IRS will take Indianapolis church today—but not without protest
"They can't shut the church," Greg Dixon, pastor of Indianapolis Baptist Temple, tells the Associated Press. "They can't stop the church." Maybe not, but they—in this case the IRS—can seize the church for its refusal to pay $6 million in taxes. The Supreme Court just denied the church's request to stay its eviction, and today the U.S. Marshals Service is authorized to use "force as necessary" to clear the congregants out. Dixon says his people will protest in peaceful prayer, but doesn't expect the Marshals to be as nice. "I expect the worst, whatever that means," he said to The Indianapolis Star. "I have no faith in our federal government, no trust. They're capable of anything." But despite many militias taking up the church's cause, Dixon has vowed there will be no violence on behalf of the Baptist Temple. "This is not a standoff," he says. "This is not some Montana showdown." The Star, by the way, reports there's a good chance the Marshals Service won't show up today.

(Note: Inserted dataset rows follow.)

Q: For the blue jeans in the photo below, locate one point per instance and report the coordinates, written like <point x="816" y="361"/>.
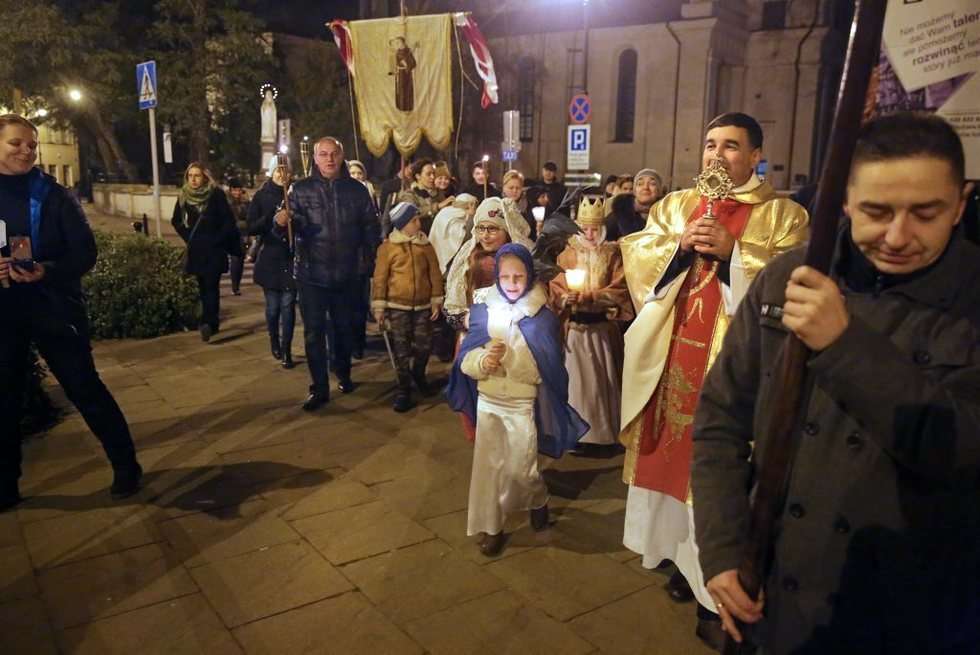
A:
<point x="317" y="304"/>
<point x="280" y="306"/>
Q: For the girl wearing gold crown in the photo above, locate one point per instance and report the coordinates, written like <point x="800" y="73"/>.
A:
<point x="591" y="298"/>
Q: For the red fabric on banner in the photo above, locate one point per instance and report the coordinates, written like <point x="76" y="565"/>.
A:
<point x="481" y="59"/>
<point x="666" y="441"/>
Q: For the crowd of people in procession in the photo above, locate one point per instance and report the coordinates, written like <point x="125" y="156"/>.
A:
<point x="653" y="333"/>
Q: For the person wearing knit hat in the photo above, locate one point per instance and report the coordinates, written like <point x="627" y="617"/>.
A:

The Clement Moore Seminar?
Everyone knows that "Account of a Visit from St. Nicholas" (You know, "'Twas the Night Before Christmas ... ") was written by biblical scholar Clement C. Moore. Now Don Foster—the Vassar College English professor famous for identifying Joe Klein as author of Primary Colors, Shakespeare as the poet behind the anonymous "Funeral Elegy," and helping prove that prove that Ted Kaczynski was the Unabomber—says it was actually written by Henry Livingston Jr., a gentleman-poet. Livingston's poems were fun, Foster argues in his latest book, Author Unknown. Moore's poems tended to be stern, and he lectured against "immodest verse" with "no other recommendations than the glow of its expressions and the tinkling of its syllables, or the wanton allurement of the ideas that it conveys." Furthermore, Moore would have never put a pipe in Santa's mouth; he thought tobacco was evil. "The real issue was always, would a man of God, a Bible professor, tell a lie?" Foster tells The New York Times. "No one was willing to say, yeah, he would. But he did."